Thank you for sharing that with me Joe! I'm glad you are feeling better too.
I support both splitting up samples by cohort and using R!
I suspect that these samples are pretty different, and Bray Curtis is making this look more extreme. It's worth remembering that Bray-Curtis is a dissimilarity, not a distance, so it may be a little wonky.
Switching to a distance like weighted Jaccard or a phylogenetic distance like UniFrac or Weighted UniFrac can make for more meaningful distances, and later more meaningful graphs and stat tests.
If you want to post those new graphs here, I'm happy to take a look!
Hi @Joeee,
Are these samples from different studies?
This plot and the Bray Curtis plots have this really distinct 3 point layout. This seems like one of those cases were you have samples that have no features incommon.
I can see what you mean by the three points though. I need to separate my samples by timepoints to get a clearer picture, but there are two main factors (soil and frass) that can influence the microbiome of my study.
Fresh frass sample groups were always non-significant to other fresh frass groups regardless of the soil treatment, so I think that's why it is clustering uniquely and away from the no/autoclaved frass groups in some points of the graph. If I assume it takes time for the microbiome to develop, it could be that the left side of my Jaccard would be at timepoint 0 while the right side at my final timepoint. I couldn't figure out how to accomdate for timepoint in Qiime2 so my next goal was to do this R.
Thanks for the response, I've had a go at using those scripts but I ran into some issues as my control samples didn't have a marked timepoint. What I've done instead however is just colour code my samples manually to see if there's any other explanations.
The first thing to say is great spot earlier as the yellow side was entirely leaf samples, which seems obvious in hindsight! Aside from that, the controls are green while the blues are just different timepoints for fresh frass treatments (light blue for 0, dark blue for 14). The same rules apply with autoclaved or no frass too (pink for 0, red for 14). These should be soil samples I think, while the grey (autoclaved or no frass) and brown (fresh) samples are roots collected at day 14. The various same-colour groups batches is generally explained by the soil type.

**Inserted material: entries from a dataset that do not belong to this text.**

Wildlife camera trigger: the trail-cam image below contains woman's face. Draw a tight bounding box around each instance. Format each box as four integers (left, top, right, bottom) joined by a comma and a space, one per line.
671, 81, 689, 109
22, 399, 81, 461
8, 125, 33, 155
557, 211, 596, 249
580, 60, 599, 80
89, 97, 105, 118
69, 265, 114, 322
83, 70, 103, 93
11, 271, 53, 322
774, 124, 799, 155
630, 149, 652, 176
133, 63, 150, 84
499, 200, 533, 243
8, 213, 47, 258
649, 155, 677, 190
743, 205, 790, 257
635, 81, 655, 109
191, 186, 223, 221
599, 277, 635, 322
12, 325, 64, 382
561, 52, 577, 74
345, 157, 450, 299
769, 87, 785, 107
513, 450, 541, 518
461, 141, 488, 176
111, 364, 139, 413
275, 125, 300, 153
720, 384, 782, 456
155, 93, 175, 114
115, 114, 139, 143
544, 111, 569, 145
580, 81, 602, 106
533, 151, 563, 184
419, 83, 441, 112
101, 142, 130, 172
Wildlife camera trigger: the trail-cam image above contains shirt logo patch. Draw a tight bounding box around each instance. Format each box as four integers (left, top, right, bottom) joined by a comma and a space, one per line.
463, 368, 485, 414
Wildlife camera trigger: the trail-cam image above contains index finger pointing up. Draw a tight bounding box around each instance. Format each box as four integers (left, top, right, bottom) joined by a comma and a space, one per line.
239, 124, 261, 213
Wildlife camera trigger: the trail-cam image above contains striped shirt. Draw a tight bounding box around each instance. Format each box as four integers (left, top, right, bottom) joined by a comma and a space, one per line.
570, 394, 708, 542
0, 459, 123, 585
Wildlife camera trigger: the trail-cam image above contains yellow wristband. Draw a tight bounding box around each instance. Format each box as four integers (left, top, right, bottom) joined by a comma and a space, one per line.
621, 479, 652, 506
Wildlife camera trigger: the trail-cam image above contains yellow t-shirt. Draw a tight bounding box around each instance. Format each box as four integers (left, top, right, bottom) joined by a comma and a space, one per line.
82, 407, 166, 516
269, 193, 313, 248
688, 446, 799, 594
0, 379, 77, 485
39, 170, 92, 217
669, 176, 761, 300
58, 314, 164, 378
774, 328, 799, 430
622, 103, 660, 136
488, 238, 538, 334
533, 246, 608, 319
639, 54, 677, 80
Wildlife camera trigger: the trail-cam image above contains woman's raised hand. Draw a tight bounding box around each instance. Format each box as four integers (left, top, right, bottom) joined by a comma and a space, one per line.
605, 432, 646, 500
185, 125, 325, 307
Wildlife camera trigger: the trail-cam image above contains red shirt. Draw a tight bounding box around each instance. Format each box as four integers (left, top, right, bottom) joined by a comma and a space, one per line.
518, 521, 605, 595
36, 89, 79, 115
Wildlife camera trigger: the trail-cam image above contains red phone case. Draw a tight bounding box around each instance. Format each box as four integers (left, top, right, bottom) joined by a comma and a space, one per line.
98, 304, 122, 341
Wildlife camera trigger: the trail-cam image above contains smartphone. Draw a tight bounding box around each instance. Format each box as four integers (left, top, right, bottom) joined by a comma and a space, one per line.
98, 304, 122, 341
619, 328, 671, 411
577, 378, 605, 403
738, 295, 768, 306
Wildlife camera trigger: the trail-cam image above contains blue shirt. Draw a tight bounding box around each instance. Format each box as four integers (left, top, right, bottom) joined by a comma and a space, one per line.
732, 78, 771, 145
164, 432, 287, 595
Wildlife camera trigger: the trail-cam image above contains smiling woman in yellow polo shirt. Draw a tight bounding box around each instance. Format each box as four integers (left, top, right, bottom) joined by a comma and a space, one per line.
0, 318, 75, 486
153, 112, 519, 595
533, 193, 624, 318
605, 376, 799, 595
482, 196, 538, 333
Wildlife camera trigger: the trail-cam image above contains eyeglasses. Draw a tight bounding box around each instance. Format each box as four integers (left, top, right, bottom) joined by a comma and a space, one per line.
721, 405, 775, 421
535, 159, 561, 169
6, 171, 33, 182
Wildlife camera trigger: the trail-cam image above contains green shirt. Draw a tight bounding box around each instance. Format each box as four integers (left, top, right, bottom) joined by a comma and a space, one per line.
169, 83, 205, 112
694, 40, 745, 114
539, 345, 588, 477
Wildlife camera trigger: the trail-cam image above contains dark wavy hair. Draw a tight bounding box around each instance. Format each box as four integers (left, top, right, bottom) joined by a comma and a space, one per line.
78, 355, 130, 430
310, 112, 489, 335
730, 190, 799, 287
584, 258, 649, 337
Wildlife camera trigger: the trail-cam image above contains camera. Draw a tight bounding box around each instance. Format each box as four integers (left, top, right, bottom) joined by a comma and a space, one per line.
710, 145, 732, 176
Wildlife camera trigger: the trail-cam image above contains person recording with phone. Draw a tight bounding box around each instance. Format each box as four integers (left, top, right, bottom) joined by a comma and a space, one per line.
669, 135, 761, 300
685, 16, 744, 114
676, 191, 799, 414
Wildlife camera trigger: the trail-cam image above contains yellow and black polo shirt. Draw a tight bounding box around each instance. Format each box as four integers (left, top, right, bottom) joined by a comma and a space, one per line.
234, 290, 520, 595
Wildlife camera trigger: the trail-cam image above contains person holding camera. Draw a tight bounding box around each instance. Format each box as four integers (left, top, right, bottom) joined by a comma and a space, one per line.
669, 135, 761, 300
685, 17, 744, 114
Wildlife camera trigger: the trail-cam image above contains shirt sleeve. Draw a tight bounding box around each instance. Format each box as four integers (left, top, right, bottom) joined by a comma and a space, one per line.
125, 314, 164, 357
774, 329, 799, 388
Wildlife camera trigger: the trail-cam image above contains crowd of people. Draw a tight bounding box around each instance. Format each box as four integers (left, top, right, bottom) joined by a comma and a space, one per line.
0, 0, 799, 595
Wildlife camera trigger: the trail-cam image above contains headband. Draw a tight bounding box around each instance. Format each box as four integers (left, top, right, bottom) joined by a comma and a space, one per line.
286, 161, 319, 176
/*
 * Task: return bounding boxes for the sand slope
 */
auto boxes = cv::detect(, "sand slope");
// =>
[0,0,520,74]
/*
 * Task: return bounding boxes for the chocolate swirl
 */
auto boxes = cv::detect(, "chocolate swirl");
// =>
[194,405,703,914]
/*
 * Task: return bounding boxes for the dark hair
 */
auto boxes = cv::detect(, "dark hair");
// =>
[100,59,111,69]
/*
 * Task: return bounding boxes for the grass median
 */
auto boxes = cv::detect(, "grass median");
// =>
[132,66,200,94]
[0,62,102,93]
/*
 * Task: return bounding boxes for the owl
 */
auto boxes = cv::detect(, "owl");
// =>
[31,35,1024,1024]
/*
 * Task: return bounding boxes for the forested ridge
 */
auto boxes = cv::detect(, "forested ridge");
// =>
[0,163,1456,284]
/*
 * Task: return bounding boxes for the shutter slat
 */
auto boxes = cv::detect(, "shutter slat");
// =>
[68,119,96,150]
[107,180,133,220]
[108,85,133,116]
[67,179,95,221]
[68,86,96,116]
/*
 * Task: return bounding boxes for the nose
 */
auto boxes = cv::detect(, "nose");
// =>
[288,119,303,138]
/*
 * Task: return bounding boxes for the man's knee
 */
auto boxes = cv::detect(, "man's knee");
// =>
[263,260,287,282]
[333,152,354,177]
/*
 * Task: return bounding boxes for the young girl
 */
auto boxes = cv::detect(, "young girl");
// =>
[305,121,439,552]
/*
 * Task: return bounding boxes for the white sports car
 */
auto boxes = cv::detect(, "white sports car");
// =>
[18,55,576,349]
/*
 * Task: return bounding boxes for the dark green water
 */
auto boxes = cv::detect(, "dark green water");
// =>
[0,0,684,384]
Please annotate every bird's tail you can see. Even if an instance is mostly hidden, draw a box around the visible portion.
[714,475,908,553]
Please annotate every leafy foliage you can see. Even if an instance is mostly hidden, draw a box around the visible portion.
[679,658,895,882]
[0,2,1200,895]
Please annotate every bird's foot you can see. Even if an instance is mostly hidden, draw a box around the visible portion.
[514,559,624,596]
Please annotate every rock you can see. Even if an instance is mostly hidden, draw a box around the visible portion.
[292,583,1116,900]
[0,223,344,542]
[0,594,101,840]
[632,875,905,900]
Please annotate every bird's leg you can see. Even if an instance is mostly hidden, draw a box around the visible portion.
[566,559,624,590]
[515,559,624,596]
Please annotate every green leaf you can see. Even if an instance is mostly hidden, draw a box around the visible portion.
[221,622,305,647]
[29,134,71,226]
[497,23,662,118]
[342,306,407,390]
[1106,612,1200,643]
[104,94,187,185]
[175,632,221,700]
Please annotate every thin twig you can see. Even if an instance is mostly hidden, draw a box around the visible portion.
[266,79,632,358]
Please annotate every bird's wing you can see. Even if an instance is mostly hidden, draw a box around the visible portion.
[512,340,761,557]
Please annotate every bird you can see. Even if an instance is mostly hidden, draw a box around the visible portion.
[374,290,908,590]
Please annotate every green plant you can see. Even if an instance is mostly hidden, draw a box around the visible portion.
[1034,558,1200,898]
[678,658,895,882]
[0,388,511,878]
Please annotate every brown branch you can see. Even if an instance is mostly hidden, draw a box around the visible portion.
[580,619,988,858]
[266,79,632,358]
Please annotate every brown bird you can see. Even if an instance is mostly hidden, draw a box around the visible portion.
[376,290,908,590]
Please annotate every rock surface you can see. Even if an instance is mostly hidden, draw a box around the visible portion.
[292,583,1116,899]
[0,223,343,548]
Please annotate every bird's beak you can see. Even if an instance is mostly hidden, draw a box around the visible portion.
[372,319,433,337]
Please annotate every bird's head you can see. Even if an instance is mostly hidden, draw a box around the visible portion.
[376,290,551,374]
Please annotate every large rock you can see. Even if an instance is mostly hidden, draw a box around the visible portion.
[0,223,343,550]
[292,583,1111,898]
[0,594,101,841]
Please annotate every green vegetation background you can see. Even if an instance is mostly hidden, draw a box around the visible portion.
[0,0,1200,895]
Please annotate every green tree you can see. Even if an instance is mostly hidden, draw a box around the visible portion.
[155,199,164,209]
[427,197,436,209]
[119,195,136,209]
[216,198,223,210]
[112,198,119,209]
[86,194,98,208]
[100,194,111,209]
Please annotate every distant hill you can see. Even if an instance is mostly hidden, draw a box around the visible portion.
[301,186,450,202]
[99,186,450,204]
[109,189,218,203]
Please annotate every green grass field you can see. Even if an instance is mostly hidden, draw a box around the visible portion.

So, I suppose redoing the graph without leaf samples is probably necessary for more reliable results. Seeing how they cluster over each other I'd presume none of the leaf samples show significant differences regardless of treatment.
But I think I've grasped what I should be looking out for on these graphs a little more, and will just play around with variables in R as I find it a bit easier to modify things within one script. Feel free to mark this solved as I feel I have a better idea about what I should be looking out for.